I was overcome with grief and horror when I read about the plight of the people of the Horn of Africa as I was doing research for last Sunday's sermon. Twenty million people in Somalia and South Sudan and Yemen at risk of severe famine. The equivalent of the entire population of Iowa and Wisconsin and Minnesota and Missouri combined, all starving to death.

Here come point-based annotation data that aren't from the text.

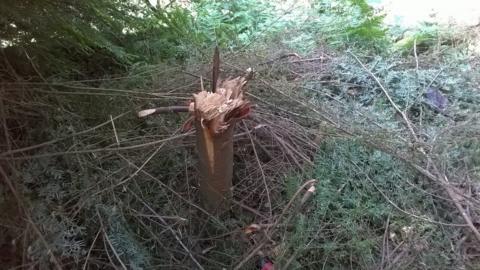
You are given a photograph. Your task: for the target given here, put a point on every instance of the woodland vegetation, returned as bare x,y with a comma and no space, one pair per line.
360,148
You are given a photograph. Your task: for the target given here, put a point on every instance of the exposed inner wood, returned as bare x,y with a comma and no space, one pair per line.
215,117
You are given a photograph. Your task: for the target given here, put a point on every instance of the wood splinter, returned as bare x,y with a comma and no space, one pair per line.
214,115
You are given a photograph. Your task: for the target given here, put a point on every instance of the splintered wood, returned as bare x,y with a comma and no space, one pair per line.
215,116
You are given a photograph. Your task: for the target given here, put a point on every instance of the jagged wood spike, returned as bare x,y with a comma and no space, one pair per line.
215,68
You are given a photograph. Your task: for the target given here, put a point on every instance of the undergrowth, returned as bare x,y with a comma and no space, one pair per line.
356,206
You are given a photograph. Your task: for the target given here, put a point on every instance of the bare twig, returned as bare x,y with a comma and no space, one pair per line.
114,131
169,109
170,229
387,95
267,190
415,54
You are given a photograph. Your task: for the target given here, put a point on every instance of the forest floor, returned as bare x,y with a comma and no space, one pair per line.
389,146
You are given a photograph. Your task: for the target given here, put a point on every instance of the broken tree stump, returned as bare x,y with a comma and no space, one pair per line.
215,114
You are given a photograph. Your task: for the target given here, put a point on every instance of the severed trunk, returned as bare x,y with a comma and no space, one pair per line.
215,116
215,167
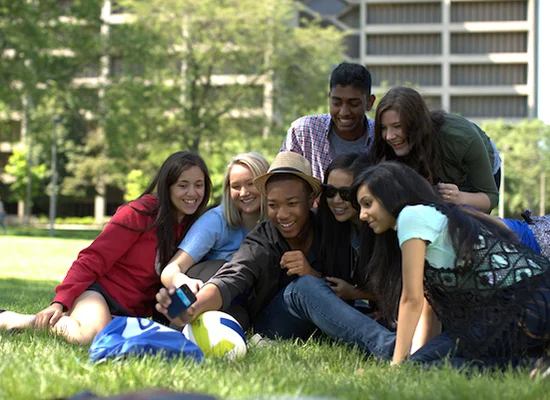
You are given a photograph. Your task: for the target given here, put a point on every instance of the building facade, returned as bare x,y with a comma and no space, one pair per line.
474,58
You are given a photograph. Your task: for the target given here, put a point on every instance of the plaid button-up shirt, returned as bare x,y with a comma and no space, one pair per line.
309,136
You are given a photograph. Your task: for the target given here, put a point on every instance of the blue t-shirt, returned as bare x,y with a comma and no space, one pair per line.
211,237
426,223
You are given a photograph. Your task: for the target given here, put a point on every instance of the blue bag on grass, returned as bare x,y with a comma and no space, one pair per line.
139,336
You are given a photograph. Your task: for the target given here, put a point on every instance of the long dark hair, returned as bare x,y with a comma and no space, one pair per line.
421,126
164,213
396,186
335,236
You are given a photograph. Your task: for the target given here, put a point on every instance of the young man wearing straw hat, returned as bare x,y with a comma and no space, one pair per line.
273,254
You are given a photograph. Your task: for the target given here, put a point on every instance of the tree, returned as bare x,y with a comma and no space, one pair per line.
43,47
187,67
526,148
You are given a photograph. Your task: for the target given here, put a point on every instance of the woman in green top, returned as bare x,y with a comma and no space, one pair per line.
449,151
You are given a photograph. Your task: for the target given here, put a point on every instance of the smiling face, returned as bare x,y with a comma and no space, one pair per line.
347,110
242,190
373,212
288,205
188,192
393,133
342,210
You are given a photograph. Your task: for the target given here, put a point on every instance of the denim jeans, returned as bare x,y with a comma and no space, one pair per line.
308,303
534,334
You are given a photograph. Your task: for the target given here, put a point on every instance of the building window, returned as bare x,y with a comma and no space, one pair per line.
490,106
481,11
419,13
488,74
492,42
403,44
392,75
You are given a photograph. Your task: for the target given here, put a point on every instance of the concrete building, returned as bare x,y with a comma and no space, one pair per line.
476,58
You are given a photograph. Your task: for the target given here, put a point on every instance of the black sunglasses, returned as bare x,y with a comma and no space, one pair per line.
330,192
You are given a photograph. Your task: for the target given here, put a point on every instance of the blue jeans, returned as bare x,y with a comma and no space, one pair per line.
308,303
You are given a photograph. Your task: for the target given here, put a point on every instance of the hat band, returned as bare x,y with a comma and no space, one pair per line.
286,169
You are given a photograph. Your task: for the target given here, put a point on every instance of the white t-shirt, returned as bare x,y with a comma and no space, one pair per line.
426,223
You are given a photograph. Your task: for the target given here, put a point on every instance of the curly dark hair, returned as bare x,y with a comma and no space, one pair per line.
421,126
354,75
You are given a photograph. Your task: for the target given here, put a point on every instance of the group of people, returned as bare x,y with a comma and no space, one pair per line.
390,211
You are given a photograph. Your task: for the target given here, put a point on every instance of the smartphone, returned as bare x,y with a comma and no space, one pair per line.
182,298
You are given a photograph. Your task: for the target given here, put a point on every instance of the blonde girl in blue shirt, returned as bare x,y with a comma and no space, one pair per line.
218,233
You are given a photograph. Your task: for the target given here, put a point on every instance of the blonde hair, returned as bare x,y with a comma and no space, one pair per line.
258,165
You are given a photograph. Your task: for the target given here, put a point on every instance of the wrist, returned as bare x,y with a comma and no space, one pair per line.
179,279
58,305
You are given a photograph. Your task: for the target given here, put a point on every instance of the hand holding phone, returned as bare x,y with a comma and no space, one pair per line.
182,298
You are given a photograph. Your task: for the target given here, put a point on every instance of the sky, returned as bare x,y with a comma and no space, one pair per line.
543,110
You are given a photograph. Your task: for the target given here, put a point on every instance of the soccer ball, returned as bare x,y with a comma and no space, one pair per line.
217,334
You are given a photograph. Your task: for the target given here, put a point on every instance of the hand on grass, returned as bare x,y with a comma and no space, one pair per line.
49,316
193,284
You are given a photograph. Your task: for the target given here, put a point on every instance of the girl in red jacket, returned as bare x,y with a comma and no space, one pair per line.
116,274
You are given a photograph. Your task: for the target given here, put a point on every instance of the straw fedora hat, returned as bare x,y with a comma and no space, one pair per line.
288,162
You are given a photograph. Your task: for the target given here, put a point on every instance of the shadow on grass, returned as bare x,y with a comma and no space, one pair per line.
26,296
88,234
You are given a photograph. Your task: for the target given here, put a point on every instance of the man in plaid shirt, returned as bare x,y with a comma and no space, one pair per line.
320,138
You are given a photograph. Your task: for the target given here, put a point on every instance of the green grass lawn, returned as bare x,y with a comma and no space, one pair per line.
39,365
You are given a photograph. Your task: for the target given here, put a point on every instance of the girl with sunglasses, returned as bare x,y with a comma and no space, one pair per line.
340,225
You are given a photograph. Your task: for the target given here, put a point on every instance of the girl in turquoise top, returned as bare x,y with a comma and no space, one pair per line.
458,266
219,232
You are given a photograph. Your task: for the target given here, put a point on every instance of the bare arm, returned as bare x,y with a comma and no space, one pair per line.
479,200
412,297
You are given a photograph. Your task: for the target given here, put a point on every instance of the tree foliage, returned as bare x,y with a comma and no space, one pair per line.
526,151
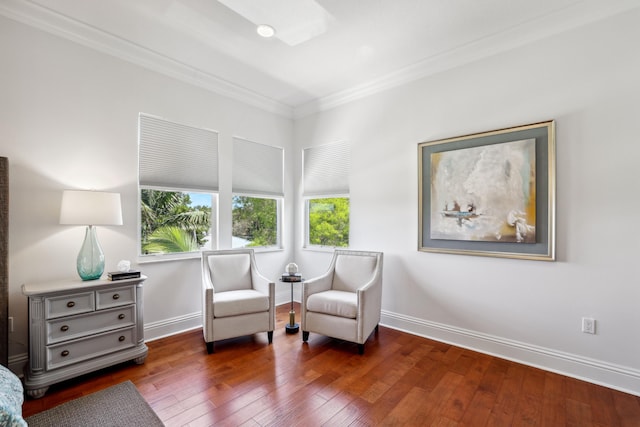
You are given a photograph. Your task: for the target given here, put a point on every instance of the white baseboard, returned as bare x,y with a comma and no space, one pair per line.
172,326
617,377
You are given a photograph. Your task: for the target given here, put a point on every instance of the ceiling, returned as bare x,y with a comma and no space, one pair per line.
324,51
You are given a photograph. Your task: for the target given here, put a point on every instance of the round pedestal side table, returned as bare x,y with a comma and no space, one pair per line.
292,327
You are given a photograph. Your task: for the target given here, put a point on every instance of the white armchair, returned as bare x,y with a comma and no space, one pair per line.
236,299
344,302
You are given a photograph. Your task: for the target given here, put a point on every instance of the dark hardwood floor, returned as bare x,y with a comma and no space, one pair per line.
400,380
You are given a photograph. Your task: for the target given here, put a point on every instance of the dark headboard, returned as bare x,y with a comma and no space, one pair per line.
4,261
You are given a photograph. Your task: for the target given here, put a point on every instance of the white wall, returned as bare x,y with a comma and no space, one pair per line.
69,120
586,80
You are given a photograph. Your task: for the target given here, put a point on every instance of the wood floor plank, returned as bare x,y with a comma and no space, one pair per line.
401,379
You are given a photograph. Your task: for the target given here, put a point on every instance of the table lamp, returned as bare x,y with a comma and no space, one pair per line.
90,208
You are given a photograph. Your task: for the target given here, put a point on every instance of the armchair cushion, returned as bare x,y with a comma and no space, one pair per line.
336,303
234,303
353,271
230,272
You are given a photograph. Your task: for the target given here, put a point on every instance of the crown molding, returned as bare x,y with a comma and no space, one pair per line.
62,26
578,14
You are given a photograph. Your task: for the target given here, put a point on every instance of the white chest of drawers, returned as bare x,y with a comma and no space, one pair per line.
77,327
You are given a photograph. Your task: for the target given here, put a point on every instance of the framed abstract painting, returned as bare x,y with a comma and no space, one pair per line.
489,193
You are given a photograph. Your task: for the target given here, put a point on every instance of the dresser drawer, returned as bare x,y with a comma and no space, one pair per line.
66,305
115,297
71,352
69,328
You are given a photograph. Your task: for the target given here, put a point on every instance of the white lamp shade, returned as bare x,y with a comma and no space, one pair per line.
90,208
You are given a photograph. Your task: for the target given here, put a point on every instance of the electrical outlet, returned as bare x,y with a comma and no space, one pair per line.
588,325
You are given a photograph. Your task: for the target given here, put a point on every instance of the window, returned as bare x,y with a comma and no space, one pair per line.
174,221
258,176
255,222
328,221
326,193
178,178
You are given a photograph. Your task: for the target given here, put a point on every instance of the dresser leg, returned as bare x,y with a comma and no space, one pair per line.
37,393
140,360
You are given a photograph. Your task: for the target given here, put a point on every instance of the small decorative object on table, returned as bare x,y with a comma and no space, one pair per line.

If that were indeed true here, we would think it a crisis of apocalyptic proportions. It is a crisis of apocalyptic proportions! I could not do nothing: "I was hungry and you fed me." If you want to do something, consider a gift to the American Relief Agency for the Horn of Africa (ARAHA), a relief organization based in Minneapolis. A gift of $150 supplies one family with a relief package that includes a "food basket, nutrition packs for children, and water" (

In rural Haiti, only half the people have access to an improved water source, water free from contamination. "I was thirsty and you gave me a drink." If you want to do something for thirsty people in Haiti or elsewhere around the globe where people lack access to potable water, consider a donation to charity: water (

"I was a stranger and you received me in your homes." As followers of Jesus, we must be at the center of the debate about the response of our nation and local communities to the immigrants and refugees among us, because Jesus told us that our welcome of strangers is a measure of our welcome of him. As a church, we have welcomed a community of Burmese worshippers into our "home," and that matters. Other churches have sponsored refugee families, or provided legal services to refugees and undocumented immigrants, or advocated for a compassionate response to foreigners among us. Some have chosen to identify as sanctuary churches. There is no one "right" response, but we must respond in some way because the stranger among us is Jesus.